Deze uitspraak is uitgesproken in het openbaar op 3 maart 2022 door mr. C. van Boven - Hartogh, rechter, in aanwezigheid van mr. N.M.L. van der Kammen, griffier.
Dit proces-verbaal is bekendgemaakt op:
Rechtsmiddel
Tegen deze uitspraak kan hoger beroep worden ingesteld bij de Afdeling bestuursrechtspraak van de Raad van State binnen vier weken na de dag van bekendmaking.

Voetnoten

1.De uitspraken van de Afdeling bestuursrechtspraak van de Raad van State van 19 januari 2022, ECLI:NL:RVS:2022:93 en ECLI:NL:RVS:2022:94.

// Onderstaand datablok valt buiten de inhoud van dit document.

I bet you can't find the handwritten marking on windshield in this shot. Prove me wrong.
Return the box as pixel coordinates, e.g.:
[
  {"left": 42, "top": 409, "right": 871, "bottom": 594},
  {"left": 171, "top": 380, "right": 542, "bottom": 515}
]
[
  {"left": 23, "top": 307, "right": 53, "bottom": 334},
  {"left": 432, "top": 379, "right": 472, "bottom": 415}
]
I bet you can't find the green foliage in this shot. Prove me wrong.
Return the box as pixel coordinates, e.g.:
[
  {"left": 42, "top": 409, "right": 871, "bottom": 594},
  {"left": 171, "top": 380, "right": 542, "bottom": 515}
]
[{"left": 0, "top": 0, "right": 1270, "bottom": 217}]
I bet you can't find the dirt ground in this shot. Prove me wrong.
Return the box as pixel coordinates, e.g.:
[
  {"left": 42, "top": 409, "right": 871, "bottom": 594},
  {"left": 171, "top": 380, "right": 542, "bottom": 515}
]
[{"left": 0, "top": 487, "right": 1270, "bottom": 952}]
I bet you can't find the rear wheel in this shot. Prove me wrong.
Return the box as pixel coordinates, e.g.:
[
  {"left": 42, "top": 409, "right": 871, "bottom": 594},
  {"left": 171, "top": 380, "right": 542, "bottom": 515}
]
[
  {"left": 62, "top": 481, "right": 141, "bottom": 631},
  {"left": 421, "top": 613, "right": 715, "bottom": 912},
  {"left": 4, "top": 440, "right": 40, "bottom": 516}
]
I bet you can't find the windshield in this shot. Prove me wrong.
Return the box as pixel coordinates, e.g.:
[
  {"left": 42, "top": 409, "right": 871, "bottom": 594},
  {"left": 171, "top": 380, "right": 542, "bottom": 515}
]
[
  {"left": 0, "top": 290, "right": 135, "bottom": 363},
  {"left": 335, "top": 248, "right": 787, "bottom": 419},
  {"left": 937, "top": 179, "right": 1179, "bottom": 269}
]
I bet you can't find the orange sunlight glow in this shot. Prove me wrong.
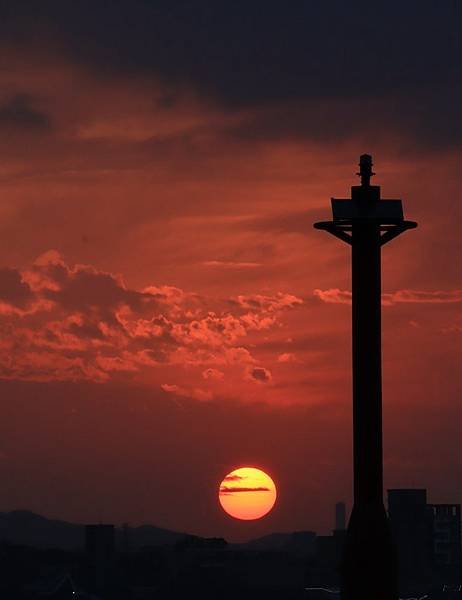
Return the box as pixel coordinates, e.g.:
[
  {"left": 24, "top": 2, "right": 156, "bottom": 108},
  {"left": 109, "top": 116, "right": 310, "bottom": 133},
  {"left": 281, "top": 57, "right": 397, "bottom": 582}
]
[{"left": 218, "top": 467, "right": 276, "bottom": 521}]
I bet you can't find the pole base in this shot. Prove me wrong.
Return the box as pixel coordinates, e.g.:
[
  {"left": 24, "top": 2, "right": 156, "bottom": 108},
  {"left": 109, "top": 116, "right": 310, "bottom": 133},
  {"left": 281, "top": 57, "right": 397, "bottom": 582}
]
[{"left": 340, "top": 504, "right": 398, "bottom": 600}]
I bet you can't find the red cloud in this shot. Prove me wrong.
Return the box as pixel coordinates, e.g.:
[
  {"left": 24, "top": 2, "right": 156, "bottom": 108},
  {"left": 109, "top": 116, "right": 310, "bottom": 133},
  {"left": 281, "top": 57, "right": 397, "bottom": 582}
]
[{"left": 0, "top": 251, "right": 301, "bottom": 392}]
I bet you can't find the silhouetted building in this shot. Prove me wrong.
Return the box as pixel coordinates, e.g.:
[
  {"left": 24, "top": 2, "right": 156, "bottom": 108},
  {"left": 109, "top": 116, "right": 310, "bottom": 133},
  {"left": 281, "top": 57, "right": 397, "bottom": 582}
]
[
  {"left": 388, "top": 489, "right": 433, "bottom": 579},
  {"left": 335, "top": 502, "right": 346, "bottom": 531},
  {"left": 85, "top": 524, "right": 115, "bottom": 590},
  {"left": 429, "top": 504, "right": 461, "bottom": 566}
]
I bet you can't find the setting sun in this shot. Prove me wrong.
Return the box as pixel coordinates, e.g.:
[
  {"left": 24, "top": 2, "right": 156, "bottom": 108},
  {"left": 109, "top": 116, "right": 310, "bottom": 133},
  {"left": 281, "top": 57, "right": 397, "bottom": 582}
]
[{"left": 218, "top": 467, "right": 276, "bottom": 521}]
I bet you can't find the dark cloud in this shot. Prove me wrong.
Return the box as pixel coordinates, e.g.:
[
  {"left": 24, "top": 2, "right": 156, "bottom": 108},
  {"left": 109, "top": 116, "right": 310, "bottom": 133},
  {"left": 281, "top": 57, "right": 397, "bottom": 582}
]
[
  {"left": 250, "top": 367, "right": 271, "bottom": 383},
  {"left": 0, "top": 268, "right": 33, "bottom": 308},
  {"left": 220, "top": 485, "right": 271, "bottom": 495},
  {"left": 4, "top": 0, "right": 462, "bottom": 146},
  {"left": 223, "top": 475, "right": 244, "bottom": 481},
  {"left": 0, "top": 94, "right": 51, "bottom": 133}
]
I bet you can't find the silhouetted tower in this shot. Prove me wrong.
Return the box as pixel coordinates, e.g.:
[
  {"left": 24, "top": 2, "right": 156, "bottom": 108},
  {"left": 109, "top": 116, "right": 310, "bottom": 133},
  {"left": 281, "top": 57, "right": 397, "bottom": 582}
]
[
  {"left": 314, "top": 154, "right": 417, "bottom": 600},
  {"left": 335, "top": 502, "right": 346, "bottom": 531}
]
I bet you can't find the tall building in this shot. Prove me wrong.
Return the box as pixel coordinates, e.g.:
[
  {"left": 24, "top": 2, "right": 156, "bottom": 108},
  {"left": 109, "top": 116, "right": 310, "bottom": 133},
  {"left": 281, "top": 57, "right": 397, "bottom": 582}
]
[
  {"left": 85, "top": 524, "right": 115, "bottom": 590},
  {"left": 388, "top": 489, "right": 433, "bottom": 578},
  {"left": 335, "top": 502, "right": 346, "bottom": 531},
  {"left": 428, "top": 504, "right": 461, "bottom": 566}
]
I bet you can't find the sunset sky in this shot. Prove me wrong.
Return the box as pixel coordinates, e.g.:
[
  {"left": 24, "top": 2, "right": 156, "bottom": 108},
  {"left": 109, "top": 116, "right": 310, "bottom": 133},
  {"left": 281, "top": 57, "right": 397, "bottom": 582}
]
[{"left": 0, "top": 0, "right": 462, "bottom": 539}]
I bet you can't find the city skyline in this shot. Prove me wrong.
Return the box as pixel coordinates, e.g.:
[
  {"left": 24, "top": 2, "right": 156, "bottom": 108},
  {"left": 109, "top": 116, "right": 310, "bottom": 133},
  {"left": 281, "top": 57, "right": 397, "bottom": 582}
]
[{"left": 0, "top": 2, "right": 462, "bottom": 540}]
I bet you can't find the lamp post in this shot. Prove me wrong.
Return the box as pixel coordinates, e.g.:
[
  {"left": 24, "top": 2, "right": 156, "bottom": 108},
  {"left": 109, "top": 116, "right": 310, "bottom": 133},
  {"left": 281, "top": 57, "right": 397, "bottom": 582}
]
[{"left": 314, "top": 154, "right": 417, "bottom": 600}]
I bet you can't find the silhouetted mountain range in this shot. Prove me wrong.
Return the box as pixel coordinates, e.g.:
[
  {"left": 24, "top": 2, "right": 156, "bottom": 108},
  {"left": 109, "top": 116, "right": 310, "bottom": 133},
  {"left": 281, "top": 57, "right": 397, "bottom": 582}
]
[
  {"left": 236, "top": 531, "right": 316, "bottom": 556},
  {"left": 0, "top": 510, "right": 185, "bottom": 550},
  {"left": 0, "top": 510, "right": 316, "bottom": 555}
]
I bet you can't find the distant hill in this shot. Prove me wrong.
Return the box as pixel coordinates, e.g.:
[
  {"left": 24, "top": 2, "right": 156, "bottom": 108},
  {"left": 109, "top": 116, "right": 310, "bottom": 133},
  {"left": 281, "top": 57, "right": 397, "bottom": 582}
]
[
  {"left": 241, "top": 531, "right": 316, "bottom": 556},
  {"left": 0, "top": 510, "right": 316, "bottom": 556},
  {"left": 0, "top": 510, "right": 185, "bottom": 550}
]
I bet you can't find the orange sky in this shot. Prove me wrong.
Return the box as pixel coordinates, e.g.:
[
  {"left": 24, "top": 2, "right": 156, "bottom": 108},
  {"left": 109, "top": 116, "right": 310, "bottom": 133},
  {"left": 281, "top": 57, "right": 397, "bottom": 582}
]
[{"left": 0, "top": 5, "right": 462, "bottom": 539}]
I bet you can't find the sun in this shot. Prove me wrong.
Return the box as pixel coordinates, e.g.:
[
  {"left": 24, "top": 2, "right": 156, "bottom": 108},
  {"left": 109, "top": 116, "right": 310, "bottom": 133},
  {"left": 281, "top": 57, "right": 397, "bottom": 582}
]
[{"left": 218, "top": 467, "right": 276, "bottom": 521}]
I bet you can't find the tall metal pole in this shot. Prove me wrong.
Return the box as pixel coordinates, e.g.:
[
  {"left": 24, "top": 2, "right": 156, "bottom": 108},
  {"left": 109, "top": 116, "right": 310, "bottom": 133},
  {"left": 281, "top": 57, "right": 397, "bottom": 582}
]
[{"left": 314, "top": 154, "right": 417, "bottom": 600}]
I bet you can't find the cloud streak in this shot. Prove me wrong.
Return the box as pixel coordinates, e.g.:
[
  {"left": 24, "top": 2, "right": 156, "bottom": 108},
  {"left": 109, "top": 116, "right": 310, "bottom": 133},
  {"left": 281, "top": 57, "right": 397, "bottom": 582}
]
[{"left": 313, "top": 288, "right": 462, "bottom": 306}]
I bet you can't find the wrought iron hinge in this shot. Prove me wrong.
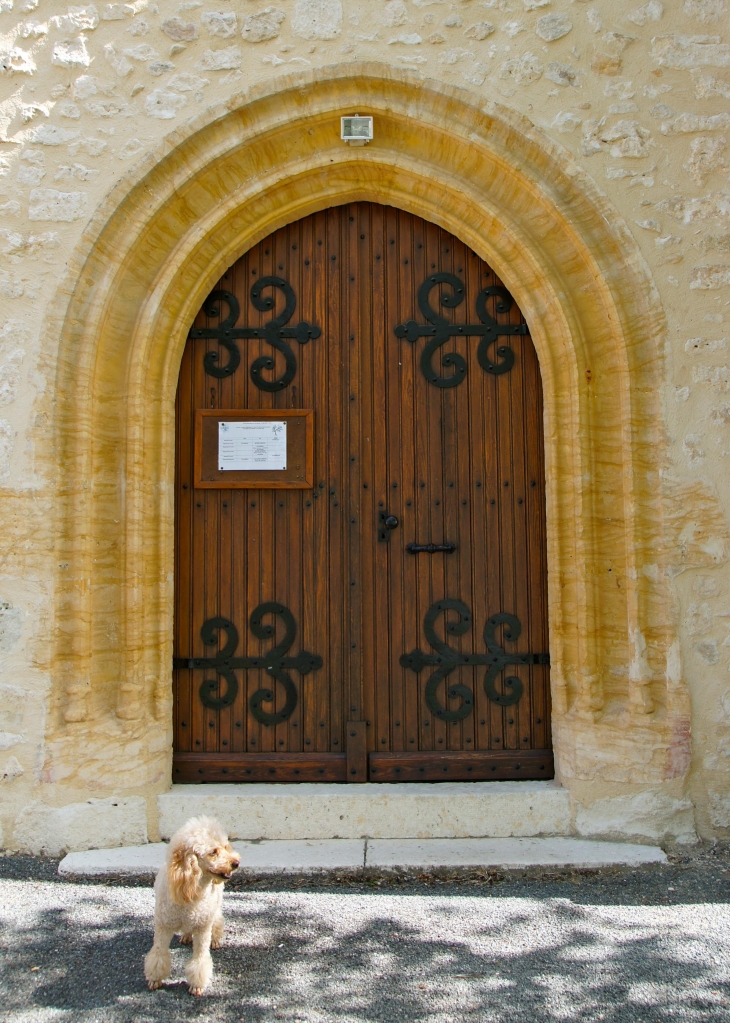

2.Algemene wet bestuursrecht.
3.Zie bijvoorbeeld de uitspraken van de Afdeling van de Raad van State van 15 maart 2017. ECLI:NL:RVS:2017:712, 4 december 2019, ECLI:NL:RVS:2019:4061 en 17 maart 2021, ECLI:NL:RVS:2021:592.
4.Arrest van het Hof van Justitie van de Europese Unie van 25 juli 2018, ECLI:EU:C:2018:584.